2

PHP Regular expression fails when non UTF 8 character found!

I need to strip 40,000 database records to grab a width and height value from a custom_size mysql table field.

The filed is in all sorts of different random formats.

The most reliable way is to grab a numeric value from the left and right side of an x and strip all non numeric values from them.

The code below works pretty good 99% of the time until it found a few records with non UTF 8 characters.

31*32 and 35”x21” are 2 examples.

When these are ran I get these PHP errors and script halts....

Warning: preg_replace(): Compilation failed: this version of PCRE is not compiled with PCRE_UTF8 support at offset 1683977065 on line 21

Warning: preg_match(): Compilation failed: this version of PCRE is not compiled with PCRE_UTF8 support at offset 0 on line 24

Demo:

<?php

$strings = array(

    '12x12',
    '172.61 cm x 28.46 cm',
    '31"x21"',
    '1"x1"',
    '31*32',
    '35”x21”'
);


foreach($strings as $string){

    if($string != ''){

        $string = str_replace('”','"',$string);

        // Strip out all characters except for numbers, letter x, and decimal points
        $string = preg_replace( '/([^0-9x\.])/ui', '', strtolower( $string ) );

        // Find anything that fits the number X number format
        preg_match( '/([0-9]+(\.[0-9]+)?)x([0-9]+(\.[0-9]+)?)/ui', $string, $values ); 

        echo 'Original value: ' .$string.'<br>';
        echo 'Width: ' .$values[1].'<br>';
        echo 'Height: ' .$values[3].'<br><hr><br>';         

    }

}

Any ideas around this? I cannot rebuild server software to add support


Just found an answer with a PHP library to convert to UTF8 that seems to be helping a lot https://stackoverflow.com/a/3521396/143030

Community
  • 1
  • 1
JasonDavis
  • 48,204
  • 100
  • 318
  • 537
  • If your input was not utf-8, why use the `u` flag?
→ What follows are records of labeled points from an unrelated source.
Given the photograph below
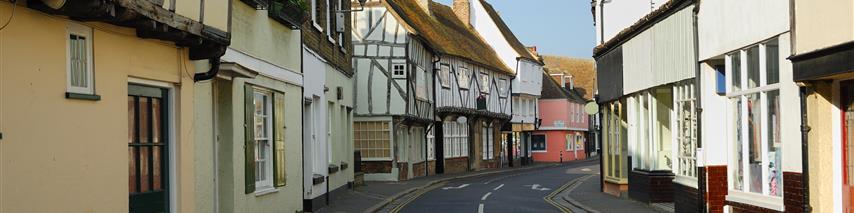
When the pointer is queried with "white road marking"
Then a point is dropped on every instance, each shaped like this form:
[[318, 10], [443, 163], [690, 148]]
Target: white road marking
[[486, 196], [455, 187], [538, 187]]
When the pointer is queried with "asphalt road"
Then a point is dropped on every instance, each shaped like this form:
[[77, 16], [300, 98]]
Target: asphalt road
[[521, 191]]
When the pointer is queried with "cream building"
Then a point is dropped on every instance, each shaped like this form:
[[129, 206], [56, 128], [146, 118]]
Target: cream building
[[99, 116], [248, 119]]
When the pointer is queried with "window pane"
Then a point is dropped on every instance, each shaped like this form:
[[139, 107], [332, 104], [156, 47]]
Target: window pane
[[753, 67], [775, 174], [738, 170], [754, 139], [735, 71], [772, 62], [143, 119]]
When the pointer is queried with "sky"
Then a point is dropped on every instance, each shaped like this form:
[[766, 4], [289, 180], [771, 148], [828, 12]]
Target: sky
[[556, 27]]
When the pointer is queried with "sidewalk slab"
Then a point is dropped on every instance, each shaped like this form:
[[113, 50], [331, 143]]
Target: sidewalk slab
[[588, 197], [376, 194]]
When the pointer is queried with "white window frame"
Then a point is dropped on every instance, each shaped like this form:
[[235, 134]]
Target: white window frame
[[266, 181], [685, 132], [456, 139], [764, 198], [545, 143], [329, 28], [502, 87], [445, 76], [86, 32], [363, 131], [486, 140], [394, 70], [314, 16], [464, 77], [484, 82]]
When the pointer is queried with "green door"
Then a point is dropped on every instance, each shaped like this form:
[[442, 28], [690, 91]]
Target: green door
[[147, 149]]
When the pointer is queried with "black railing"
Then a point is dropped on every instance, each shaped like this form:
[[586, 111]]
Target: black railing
[[291, 13]]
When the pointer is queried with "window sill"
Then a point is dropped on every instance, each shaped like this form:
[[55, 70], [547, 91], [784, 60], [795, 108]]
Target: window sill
[[81, 96], [265, 191], [773, 203]]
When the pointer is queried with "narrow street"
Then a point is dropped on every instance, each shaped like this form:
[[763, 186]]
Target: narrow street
[[521, 191]]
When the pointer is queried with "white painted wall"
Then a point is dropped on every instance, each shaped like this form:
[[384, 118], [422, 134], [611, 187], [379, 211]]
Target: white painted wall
[[619, 15], [314, 147], [727, 25]]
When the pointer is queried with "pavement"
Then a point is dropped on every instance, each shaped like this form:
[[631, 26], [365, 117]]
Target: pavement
[[567, 187], [377, 195], [585, 196]]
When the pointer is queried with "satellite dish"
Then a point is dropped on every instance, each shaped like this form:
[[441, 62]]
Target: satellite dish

Also the pattern does not seem to require it. – Jonny 5 Jul 14 '15 at 05:13
  • @Jonny5: If the input is Unicode text, `u` flag is a must, since it affects how the pattern is interpreted. – nhahtdh Jul 14 '15 at 08:33
  • Related: http://stackoverflow.com/questions/10037336/pcre-is-compiled-without-utf-support By the way, if you found that the other question resolves your problem, you can either close your question as duplicate, or post it as an answer, instead of editing the solution into the question. – nhahtdh Jul 14 '15 at 08:35
  • @nhahtdh He's matching only for ascii characters `0-9`, `x` and a literal `.` there's no difference. For other cases I agree with you. Further he's using `strtolower` function which is not designed for utf-8 input > pointing towards input is not multibyte else would be using `mb_strtolower`. – Jonny 5 Jul 14 '15 at 10:05

1 Answers1

2

By default, the PCRE regex-engine reads a character string one byte at a time, so, by default it ignores byte sequences that may compose a single character when a multibyte encoding like UTF-8 is in use, and see them as separated bytes (one byte, one character).

For example, the character U+201D: RIGHT DOUBLE QUOTATION MARK uses three bytes in UTF-8:

$a = '”';

for ($i=0; $i < strlen($a); $i++) {
    echo dechex(ord($a[$i])), ' ';
}

Result:

e2 80 9d

To enable the multibyte read in the PCRE regex engine, you can either use one of these directives at the beginning of the pattern: (*UTF), (*UTF8), (*UTF16), (*UTF32) or the u modifier (that switches on the available multi-bytes mode, but that extends too the meaning of the shorthand character classes like \s, \d, \w... to unicode. In other words the u modifier is a shortcut for (*UTFx) and (*UCP) that changes the character classes.)

But these features are only available if the PCRE module has been compiled with the support of these encodings. (This is the case for most of the default PHP installations, but it isn't absolutely systematic or mandatory.)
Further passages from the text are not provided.